Ab dem 11.September findet in Mals das „15. Internationale Symposium über Zygaenidae“ statt. Bei diesen Schmetterlingstagen dreht sich alles um diese besondere Falterart.
Hinweis: Dies ist ein Partner-Artikel und spiegelt nicht notwendigerweise die Meinung der SALTO-Redaktion wider.

Was erwartet den Besucher der Schmetterlingstage in Mals und warum wurde genau Mals gewählt?
Prof. Gerhard Tarmann
: Die Schmetterlingstage in Mals setzen ein wichtiges Zeichen. Die Gemeinde hat sich in einer legendären Abstimmung, mit der Weltgeschichte geschrieben wurde, für eine pestizidfreie Umwelt ausgesprochen. Es ist der Beweis, dass es mündige Bürger gibt, denen gesunde Natur und Umwelt in Ihrer Heimat ein so wichtiges Anliegen sind, dass sie diese Werte vor kurzfristigen wirtschaftlichen Nutzen stellen. Der Schmetterling ist dabei ein wichtiges Symbol.

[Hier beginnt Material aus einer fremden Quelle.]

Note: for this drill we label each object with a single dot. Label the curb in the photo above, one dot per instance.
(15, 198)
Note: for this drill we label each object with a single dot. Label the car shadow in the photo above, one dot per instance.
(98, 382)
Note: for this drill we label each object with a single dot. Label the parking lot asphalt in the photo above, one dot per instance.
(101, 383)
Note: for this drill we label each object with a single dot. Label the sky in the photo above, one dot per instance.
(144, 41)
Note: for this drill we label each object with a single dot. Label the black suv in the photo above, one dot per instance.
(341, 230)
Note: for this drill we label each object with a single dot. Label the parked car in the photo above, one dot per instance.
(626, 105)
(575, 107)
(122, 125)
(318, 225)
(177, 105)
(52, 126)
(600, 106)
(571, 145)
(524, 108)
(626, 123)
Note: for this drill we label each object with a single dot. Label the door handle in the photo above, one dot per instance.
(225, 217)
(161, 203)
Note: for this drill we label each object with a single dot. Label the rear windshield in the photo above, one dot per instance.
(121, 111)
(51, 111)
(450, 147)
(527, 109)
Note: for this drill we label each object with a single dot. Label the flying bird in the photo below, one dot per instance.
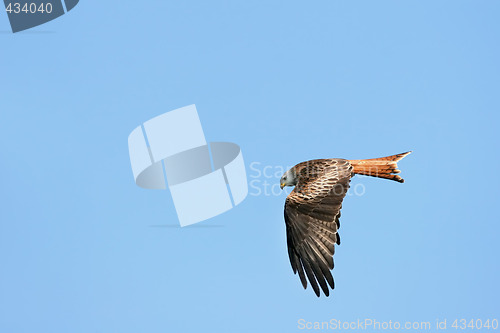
(312, 211)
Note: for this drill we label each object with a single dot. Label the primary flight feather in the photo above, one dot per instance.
(312, 211)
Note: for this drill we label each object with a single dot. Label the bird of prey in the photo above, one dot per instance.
(312, 211)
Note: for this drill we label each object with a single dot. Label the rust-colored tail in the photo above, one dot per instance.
(383, 167)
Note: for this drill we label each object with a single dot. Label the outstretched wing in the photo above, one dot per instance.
(312, 212)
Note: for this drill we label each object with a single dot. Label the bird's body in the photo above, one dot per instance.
(312, 211)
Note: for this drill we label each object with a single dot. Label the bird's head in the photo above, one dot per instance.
(289, 178)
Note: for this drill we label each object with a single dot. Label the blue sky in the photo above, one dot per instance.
(83, 249)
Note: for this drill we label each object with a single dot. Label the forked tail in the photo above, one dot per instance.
(383, 167)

Während der Malser Schmetterlingstage wird es zahlreiche Aktionen geben, die alle im Zeichen des Schmetterlings stehen. Zahlreiche Malser Betriebe nehmen teil. Einige werden ihre Schaufenster mit Schmetterlingen gestalten. In manchen Gasthäusern werden entsprechende Speisen gekocht werden, wie z. B. „Schmetterlings-Suppen“. Auch die Hauswände sollen mit Schmetterlingen und Schmetterlingssymbolen dekoriert werden. In den Schulen von Mals laufen spezielle Projekte zum Thema Schmetterlinge und Umwelt. Das Naturmuseum Südtirol beteiligt sich mit einer kleinen Ausstellung über den Schmetterling als einem fragilen Symbol für intakte Natur. Diese Ausstellung unter dem plakativen Titel „bye bye butterfly“ ist vom 18. bis 25. September, von 14.00-18.00 Uhr im Kulturhaus von Mals zu besichtigen. Sie gibt einen Einblick in die Vielfalt der Schmetterlinge, in ihre Bauform und Lebensweise. Da sich in der Umgebung von Mals noch „Schmetterlingsparadiese“ erhalten haben und Forscher über Jahrzehnte im Vinschgau Schmetterlingsbestände untersuchten, thematisiert die Ausstellung auch den Rückgang vieler Arten in der Kulturlandschaft.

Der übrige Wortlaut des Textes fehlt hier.